The guidelines use a cardiovascular risk calculator that considers age, race, sex, diabetes, smoking habits, blood pressure and low HDL, or “good” cholesterol levels, among other considerations.

But a problem has been identified with the risk calculator, so worrisome that a past president of the College of Cardiology called for a halt to the implementation of the new guidelines, reports Gina Kolata of The New York Times. The calculator appears to overestimate the risk group so greatly, Kolata reports, that it could mistakenly suggest that millions more people should be candidates for statin drugs.

“It’s stunning,” the cardiologist, Dr.
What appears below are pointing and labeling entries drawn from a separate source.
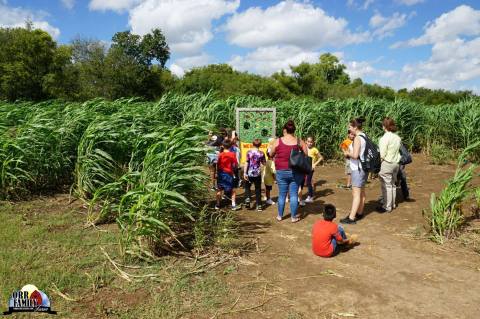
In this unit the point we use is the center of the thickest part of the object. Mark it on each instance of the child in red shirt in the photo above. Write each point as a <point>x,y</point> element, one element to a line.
<point>326,235</point>
<point>226,165</point>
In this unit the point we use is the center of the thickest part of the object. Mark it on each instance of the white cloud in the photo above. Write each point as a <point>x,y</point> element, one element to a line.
<point>450,64</point>
<point>290,23</point>
<point>367,4</point>
<point>455,40</point>
<point>385,26</point>
<point>410,2</point>
<point>463,20</point>
<point>182,65</point>
<point>268,60</point>
<point>363,6</point>
<point>113,5</point>
<point>186,24</point>
<point>361,69</point>
<point>17,17</point>
<point>69,4</point>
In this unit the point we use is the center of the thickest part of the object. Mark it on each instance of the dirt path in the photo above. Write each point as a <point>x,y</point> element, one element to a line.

Steven Nissen, chief of cardiovascular medicine of the Cleveland Clinic, told Kolata. “We need a pause to further evaluate this approach before it is implemented on a widespread basis.”

After an emergency, closed-door meeting on Saturday night, the two organizations that published the guidelines said “that while the calculator was not perfect, it was a major step forward, and that the guidelines already say patients and doctors should discuss treatment options rather than blindly follow a calculator,” Kolata reports.

Dr Sidney Smith, the executive chairman of the guideline committee, told Kolata that “the association would examine the flaws found in the calculator and determine if changes were needed.”

Two Harvard Medical School professors, Dr. Paul M. Ridker and Dr. Nancy Cook, had pointed out the calculator was not working among the populations it was tested on by the guideline makers a year earlier, during an independent review for the National Institutes of Health‘s National Heart, Lung, and Blood Institute, which originally developed the guidelines, Kolata reports.

Dr. Donald Lloyd-Jones, co-chairman of the guidelines task force and chairman of the department of preventive medicine at Northwestern University, told Kolata that “the committee thought the researchers had been given these results.”

Ridker and Cook evaluated the calculator again after they saw the guidelines and found that it over- predicted risk by 75 to 150 percent, depending on the population, Kolata reports. They wrote in The Lancet, a British medical journal, that the miscalibration be “reconciled and addressed” before implementation, saying: “If real, such systematic overestimation of risk will lead to considerable over-prescription.”

Some doctors are concerned that because many people are already “leery of statins, the public would lose its trust in the guidelines or the heart associations,” Kolata reports. Currently, it is only obvious that those in the highest risk groups, such as those who have heart attacks, strokes or have diabetes, should take statins, she reports.